In a 32-page opinion, U.S. District Judge Richard J. Leon said the Food and Drug Administration’s authority doesn’t extend to e-cigarettes .
Judge Leon says the devices don’t qualify as subject to the agency’s regulation, a coup for e-cigarette distributors Smoking Everywhere and Njoy. While the smoking alternatives haven’t caught on massively yet, e-cigarettes have many devoted users who will be pleased at the news they won’t have to return to “analogs” just yet. Critics complain that the devices haven’t been proven safe and might encourage children to smoke, the same logic used to ban clove cigarettes last year and pretty much curb smoking anywhere and everywhere.
The FDA has seized shipments of the devices in the past, citing increased powers over “tobacco marketing.” The devices, however, contain no tobacco, delivering nicotine in a smoke-free water vapor.

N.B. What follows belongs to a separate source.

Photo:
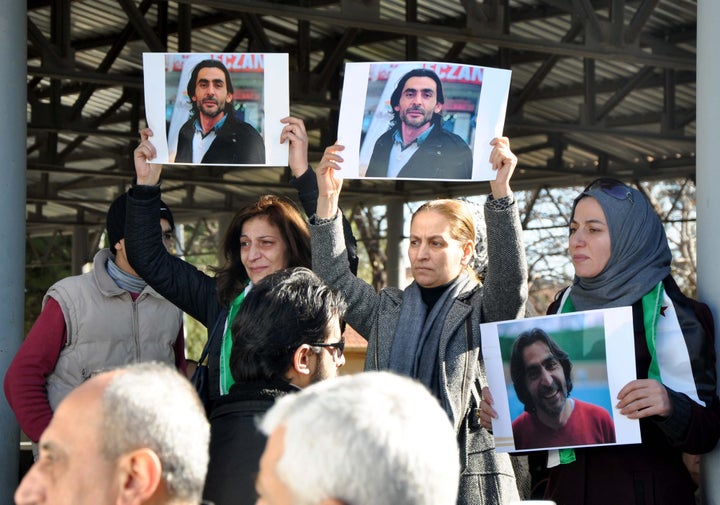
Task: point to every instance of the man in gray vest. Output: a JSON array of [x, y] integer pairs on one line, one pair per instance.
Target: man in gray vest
[[104, 318]]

Judge Leon chided the agency for the action:
He criticized what he called the FDA’s “tenacious drive to maximize its regulatory power,” saying he found its interpretation of the law “unreasonable and unacceptable.”

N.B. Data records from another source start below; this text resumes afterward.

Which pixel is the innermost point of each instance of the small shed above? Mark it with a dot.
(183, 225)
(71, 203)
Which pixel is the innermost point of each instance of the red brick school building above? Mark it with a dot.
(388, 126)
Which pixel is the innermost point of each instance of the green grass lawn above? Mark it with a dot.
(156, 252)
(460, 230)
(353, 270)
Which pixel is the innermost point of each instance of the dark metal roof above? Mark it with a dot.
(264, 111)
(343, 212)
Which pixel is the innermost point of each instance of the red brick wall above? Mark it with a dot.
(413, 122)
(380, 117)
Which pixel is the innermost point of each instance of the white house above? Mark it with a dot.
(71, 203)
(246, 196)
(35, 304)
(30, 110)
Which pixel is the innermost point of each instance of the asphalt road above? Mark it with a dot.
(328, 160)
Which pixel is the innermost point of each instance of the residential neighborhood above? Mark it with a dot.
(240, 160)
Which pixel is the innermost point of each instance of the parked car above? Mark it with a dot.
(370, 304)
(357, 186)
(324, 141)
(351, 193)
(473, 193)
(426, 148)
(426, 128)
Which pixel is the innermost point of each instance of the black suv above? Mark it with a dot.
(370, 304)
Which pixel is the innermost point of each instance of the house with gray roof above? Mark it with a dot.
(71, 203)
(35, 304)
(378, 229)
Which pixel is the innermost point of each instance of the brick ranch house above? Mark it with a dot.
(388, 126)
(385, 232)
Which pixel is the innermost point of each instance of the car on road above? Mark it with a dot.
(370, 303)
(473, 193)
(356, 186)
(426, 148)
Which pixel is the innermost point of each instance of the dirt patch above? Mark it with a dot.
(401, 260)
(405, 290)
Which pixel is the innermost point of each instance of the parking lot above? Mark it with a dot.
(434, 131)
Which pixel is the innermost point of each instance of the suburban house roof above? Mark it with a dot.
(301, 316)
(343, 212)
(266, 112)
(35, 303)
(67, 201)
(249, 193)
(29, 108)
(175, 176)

While groups like the American Lung Association seek to ban the e cigarette, it’s been proven time and again smokers will continue to smoke even if cigarettes spike to $100 a pack and become twice as cancer-causing. Although nicotine consumption clearly upsets them, removing from the market a popular alternative that doesn’t emit secondhand smoke seems like throwing the baby out with the bathwater.